Less than one in five small businesses have secured cyber insurance policies to protect themselves against hackers and increase employee awareness of the associated risks, a new study said.
As cyber attackers are increasingly targeting small businesses, the cyber insurance market has correspondingly jumped, prodded by shifts to COVID-driven remote work and a greater reliance on cloud computing, according to AdvisorSmith, a New York-based insurance industry researcher focused on small businesses.
Related: See all ChannelE2E Research Briefs Here
The analyst’s data showed that small businesses are largely uncertain about buying cyber insurance. For example, of the roughly 1,120 small business owners and managers surveyed, about 64 percent are unfamiliar with cyber insurance, 25 percent don’t know what it is and 39 percent are unsure of what it covers. Slightly less than 20 percent know about cyber insurance but have no plans to buy a policy, leaving a vast gap for insurers to close if they want to garner small business policy holders.
Buying Coverage (After Attacks): Of note, while 17 percent of the respondents carry some form of cyber insurance coverage, more than seven in 10 purchased policies only after hearing about or being victimized by a cyberattack. That gives hackers a pretty wide runway from which to launch an attack.
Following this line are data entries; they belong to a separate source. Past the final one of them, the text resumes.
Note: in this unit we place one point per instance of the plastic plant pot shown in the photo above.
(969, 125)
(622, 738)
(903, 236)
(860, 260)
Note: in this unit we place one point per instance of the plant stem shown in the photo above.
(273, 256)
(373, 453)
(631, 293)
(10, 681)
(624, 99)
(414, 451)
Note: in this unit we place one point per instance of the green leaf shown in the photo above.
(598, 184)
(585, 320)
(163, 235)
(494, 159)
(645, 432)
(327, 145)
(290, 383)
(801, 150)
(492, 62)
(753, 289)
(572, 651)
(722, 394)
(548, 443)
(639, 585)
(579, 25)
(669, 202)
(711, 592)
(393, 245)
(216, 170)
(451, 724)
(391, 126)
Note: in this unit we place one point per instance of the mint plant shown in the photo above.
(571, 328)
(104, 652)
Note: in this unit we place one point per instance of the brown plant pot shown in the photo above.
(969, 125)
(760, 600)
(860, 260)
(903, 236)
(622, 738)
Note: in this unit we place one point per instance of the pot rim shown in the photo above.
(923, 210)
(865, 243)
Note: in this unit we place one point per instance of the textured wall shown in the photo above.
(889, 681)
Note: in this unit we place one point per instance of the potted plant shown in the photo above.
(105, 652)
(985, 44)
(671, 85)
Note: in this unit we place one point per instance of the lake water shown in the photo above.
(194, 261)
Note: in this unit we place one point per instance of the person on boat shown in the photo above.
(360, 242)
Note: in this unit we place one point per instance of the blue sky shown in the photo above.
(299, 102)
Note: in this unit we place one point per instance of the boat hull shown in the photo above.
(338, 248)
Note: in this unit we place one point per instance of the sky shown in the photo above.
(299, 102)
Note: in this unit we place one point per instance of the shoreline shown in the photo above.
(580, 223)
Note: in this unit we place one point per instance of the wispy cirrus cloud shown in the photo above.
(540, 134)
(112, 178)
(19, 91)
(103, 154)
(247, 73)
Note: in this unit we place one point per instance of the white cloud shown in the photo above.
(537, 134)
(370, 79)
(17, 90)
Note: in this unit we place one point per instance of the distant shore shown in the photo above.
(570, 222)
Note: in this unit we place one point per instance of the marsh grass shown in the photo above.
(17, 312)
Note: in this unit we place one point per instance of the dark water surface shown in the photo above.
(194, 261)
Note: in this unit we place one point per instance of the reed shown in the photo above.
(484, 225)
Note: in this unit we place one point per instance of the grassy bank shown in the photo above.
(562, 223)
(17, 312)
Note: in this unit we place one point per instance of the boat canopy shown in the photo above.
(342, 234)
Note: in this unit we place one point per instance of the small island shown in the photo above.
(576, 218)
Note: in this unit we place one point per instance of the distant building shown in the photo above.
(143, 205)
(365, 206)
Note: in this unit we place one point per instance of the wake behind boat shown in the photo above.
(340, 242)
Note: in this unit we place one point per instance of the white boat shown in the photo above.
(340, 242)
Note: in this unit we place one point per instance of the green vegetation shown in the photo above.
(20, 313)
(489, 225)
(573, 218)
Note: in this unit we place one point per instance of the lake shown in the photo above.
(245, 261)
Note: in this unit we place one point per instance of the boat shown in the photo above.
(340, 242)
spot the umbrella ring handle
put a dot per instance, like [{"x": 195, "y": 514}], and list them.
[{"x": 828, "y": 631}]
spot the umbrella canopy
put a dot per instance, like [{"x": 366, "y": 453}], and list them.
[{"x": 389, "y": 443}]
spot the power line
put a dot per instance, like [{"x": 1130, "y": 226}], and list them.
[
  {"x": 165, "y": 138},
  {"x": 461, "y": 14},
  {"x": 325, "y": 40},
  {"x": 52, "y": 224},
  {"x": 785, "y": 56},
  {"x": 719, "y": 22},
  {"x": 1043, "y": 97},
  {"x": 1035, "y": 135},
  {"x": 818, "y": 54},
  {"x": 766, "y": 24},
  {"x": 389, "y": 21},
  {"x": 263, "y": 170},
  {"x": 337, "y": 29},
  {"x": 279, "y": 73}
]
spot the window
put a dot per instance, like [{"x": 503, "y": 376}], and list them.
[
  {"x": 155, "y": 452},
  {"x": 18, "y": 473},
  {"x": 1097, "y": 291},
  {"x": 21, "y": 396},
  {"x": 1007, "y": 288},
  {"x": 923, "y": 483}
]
“It’s clear that it is still early in the adoption cycle for small business cyber insurance, but as cyber threat actors shift from big-game hunting to smaller targets, cyber insurance may become a more common coverage for small businesses,” AdvisorSmith said in a blog post.
Here are some additional data from the survey:
On buying cyber insurance.
- 48%: Purchased cyber insurance after being the victim of a cyber attack or cyber loss.
- 20%: Purchased cyber insurance because of the high risks in their industry.
- 19%: Purchased cyber insurance after someone they knew was the victim of a cyber attack or cyber loss.
- 8%: Purchased cyber insurance upon recommendation from a broker or agent.
- 5%: Purchased cyber insurance after hearing about cyber threats in the media.
On worrying about a cyber attack.
- 69%: Concerned about being the victim of a cyber attack in the next 12 months. Roughly 31% were not concerned.
On implementing cybersecurity precautions.
- 72%: Small businesses have implemented cybersecurity precautions.
- 21%: Implemented a strong password policy.
- 20%: Implemented multi-factor authentication.
- 17%: Implemented data encryption.
- 16%: Purchased cybersecurity software.
- 16%: Regularly train employees on cybersecurity.
- 9%: Hired a cybersecurity consultant.
To combat the threat of a cyber attack, AdvisorSmith recommends small businesses take the following actions:
- Password hygiene. Don't use the same login and password across multiple accounts, create strong passwords, consider using a password manager, use two-factor authentication.
- Training. Educate employees to recognize common phishing attacks, avoiding opening attachments or clicking on links from unverified sources, and implementing strong passwords.
- System updates. Make sure computers and network systems are updated to the latest versions.
- Backups. Backup data to be able to recover from a ransomware attack or other type of cyber infection.
- Security software. Many operating systems already come built-in with security and antivirus software. For legacy systems, consider purchasing an off-the-shelf security product.
- Sensitive data. Implement varying levels of security access, with the most confidential data being shared with only those who absolutely need access.
- Cyber insurance: Consider avenues to recoup business losses from a cyber attack.